Lin Yi-Ling, Ding Nai-Da
Department of Management Information Systems, National Chengchi University, No. 64, Sec. 2, ZhiNan Rd., Wenshan District, Taipei City 11605, Taiwan.
Int J Hum Comput Stud. 2023 Sep;177:103083. doi: 10.1016/j.ijhcs.2023.103083. Epub 2023 Jun 1.
During the COVID-19 outbreak, crowdsourcing-based context-aware recommender systems (CARS) which capture the real-time context in a contactless manner played an important role in the "new normal". This study investigates whether this approach effectively supports users' decisions during epidemics and how different game designs affect users performing crowdsourcing tasks. This study developed a crowdsourcing-based CARS focusing on restaurant recommendations. We used four conditions (control, self-competitive, social-competitive, and mixed gamification) and conducted a two-week field study involving 68 users. The system provided recommendations based on real-time contexts including restaurants' epidemic status, allowing users to identify suitable restaurants to visit during COVID-19. The result demonstrates the feasibility of crowdsourcing to collect real-time information for recommendations during COVID-19 and reveals that a mixed competitive game design encourages both high- and low-performance users to engage more and that a game design with self-competitive elements motivates users to take on a wider variety of tasks. These findings inform the design of restaurant recommender systems in an epidemic context and serve as a comparison of incentive mechanisms for gamification of self-competition and competition with others.

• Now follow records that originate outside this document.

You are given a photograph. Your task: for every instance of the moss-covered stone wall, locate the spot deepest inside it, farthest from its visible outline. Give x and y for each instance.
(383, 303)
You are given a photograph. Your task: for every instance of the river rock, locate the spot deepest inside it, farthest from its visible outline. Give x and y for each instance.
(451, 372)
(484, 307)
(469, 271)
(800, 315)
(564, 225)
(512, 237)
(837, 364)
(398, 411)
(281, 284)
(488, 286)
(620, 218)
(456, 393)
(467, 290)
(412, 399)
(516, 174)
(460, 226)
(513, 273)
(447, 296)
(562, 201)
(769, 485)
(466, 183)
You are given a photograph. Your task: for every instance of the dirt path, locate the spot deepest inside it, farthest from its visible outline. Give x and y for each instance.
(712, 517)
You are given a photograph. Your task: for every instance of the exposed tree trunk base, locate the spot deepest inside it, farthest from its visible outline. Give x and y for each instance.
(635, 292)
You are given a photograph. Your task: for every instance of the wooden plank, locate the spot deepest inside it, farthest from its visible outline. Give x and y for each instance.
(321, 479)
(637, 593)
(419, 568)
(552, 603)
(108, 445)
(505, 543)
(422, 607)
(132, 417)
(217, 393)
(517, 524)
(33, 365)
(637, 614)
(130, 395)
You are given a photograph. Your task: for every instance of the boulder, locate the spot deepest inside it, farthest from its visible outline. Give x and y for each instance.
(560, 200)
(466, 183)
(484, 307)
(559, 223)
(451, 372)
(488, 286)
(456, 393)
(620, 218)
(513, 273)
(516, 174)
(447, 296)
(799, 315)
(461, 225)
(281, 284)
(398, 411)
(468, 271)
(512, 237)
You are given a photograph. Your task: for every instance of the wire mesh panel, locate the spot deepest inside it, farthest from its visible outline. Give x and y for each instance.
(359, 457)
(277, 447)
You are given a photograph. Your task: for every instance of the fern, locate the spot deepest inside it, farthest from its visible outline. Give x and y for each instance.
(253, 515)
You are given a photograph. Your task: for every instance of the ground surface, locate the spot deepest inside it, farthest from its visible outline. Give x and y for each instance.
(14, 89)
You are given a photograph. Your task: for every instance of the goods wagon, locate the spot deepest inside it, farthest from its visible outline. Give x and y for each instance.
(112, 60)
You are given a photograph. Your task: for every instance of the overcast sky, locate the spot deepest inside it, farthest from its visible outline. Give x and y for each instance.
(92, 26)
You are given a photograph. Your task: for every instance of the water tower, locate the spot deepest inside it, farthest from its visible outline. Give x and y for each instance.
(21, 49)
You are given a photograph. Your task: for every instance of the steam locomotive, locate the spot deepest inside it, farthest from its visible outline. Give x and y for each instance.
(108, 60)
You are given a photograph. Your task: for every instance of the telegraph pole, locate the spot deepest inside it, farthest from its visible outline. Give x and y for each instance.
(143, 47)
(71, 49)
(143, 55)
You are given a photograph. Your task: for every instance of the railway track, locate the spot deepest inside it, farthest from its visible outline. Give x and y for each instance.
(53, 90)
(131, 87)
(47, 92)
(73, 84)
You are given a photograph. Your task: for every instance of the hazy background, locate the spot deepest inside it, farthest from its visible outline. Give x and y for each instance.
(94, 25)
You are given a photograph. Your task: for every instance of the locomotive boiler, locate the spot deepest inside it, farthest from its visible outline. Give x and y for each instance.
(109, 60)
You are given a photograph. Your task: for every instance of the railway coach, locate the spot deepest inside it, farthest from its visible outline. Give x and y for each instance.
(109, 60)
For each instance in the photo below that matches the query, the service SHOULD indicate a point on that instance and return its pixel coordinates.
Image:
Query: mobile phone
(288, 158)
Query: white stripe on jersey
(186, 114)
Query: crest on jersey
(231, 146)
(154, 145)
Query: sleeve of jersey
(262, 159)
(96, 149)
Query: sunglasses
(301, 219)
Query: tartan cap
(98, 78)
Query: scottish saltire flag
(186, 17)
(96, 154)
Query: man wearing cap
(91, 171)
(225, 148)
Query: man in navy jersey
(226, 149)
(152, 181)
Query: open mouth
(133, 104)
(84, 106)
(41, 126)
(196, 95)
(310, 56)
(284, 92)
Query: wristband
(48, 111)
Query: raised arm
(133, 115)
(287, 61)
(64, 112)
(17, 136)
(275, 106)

在新冠疫情爆发期间,基于众包的情境感知推荐系统(CARS)以非接触方式捕捉实时情境,在“新常态”下发挥了重要作用。本研究调查了这种方法在疫情期间是否能有效支持用户决策,以及不同的游戏设计如何影响用户执行众包任务。本研究开发了一个基于众包的CARS,重点是餐厅推荐。我们使用了四种条件(控制组、自我竞争组、社交竞争组和混合游戏化组),并对68名用户进行了为期两周的实地研究。该系统根据包括餐厅疫情状况在内的实时情境提供推荐,让用户在新冠疫情期间能够找到合适的餐厅前往。结果证明了众包在新冠疫情期间收集实时信息用于推荐的可行性,并表明混合竞争游戏设计能鼓励高绩效和低绩效用户更多地参与,且具有自我竞争元素的游戏设计能激励用户承担更多样化的任务。这些发现为疫情背景下餐厅推荐系统的设计提供了参考,并可作为自我竞争和与他人竞争的游戏化激励机制的比较。